A High Wind in Jamaica (Mackendrick, 1965)

Scan the frame from left to right: the flame-kissed knife, the forcibly intoxicated monkey, the chopping block on which the sailors will lop off the monkey’s gangrenous tail. Curious children look on.

Don’t be deceived by the fact that the producers originally had Hayley Mills in mind for the role of Emily. They needed a Deborah Baxter (above center) and after seeing 2000 girls they found one. Dry, lost, affectless, a frighteningly ambiguous and internalizing thing. I wonder though how much more duplicitous a work it would have been with Mills in the role — this is not a children’s film.

Pirates Quinn and Coburn, never so charmingly nefarious, never so indelible.

The guileless morbidity and irreverence of children at play, as in this mock burial-at-sea which offends the pirate. Bullet-point juxtapositions of various religious practices, varieties of corruption and depravity. Kids’ casual appropriation of religion and superstition reinforces their power. The pirates are unnerved. Though their lives depend on the literal — ropes, water, sails — their superstitions are strictly observed and not to be trifled with.

It’s okay to be shocked at what a fifty-year-old man and ten-year-old girl convey here. (Quinn inscribed Baxter’s sister’s autograph book “To my future sister in law!”)

And it goes on; there are nuances. Say what you will about the release of sexual tension in the scene where Emily’s leg is impaled by a spike.

The song “High on a Gallows Tree” which opens and closes the film grossly contradicts what Mackendrick accomplishes with a pathos hewn from more durable substances.

Children are usually made out to be such sentimental creatures, but here their pragmatic efficiency seems at times to register as more cynical and brutal than what the pirates are capable of.
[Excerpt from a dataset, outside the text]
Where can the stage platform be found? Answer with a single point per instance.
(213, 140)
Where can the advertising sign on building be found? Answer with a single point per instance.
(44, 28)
When Emily asks if her eldest brother is coming back, not knowing he’s dead, Coburn answers coldly, “He’s not coming back, he had an accident,” almost daring the child to have an emotional response. She says, “Edward wants to know if he can have his blanket.” Coburn is nonplussed. Survival requires terse negotiation. Neither Emily nor the viewer has time for tears — that suppression of emotional payoff is Mackendrick’s most sophisticated technique.

It’s useless to talk about what the film could have been, how much was cut, what Mackendrick actually intended. Shipwreck analogies are too easy.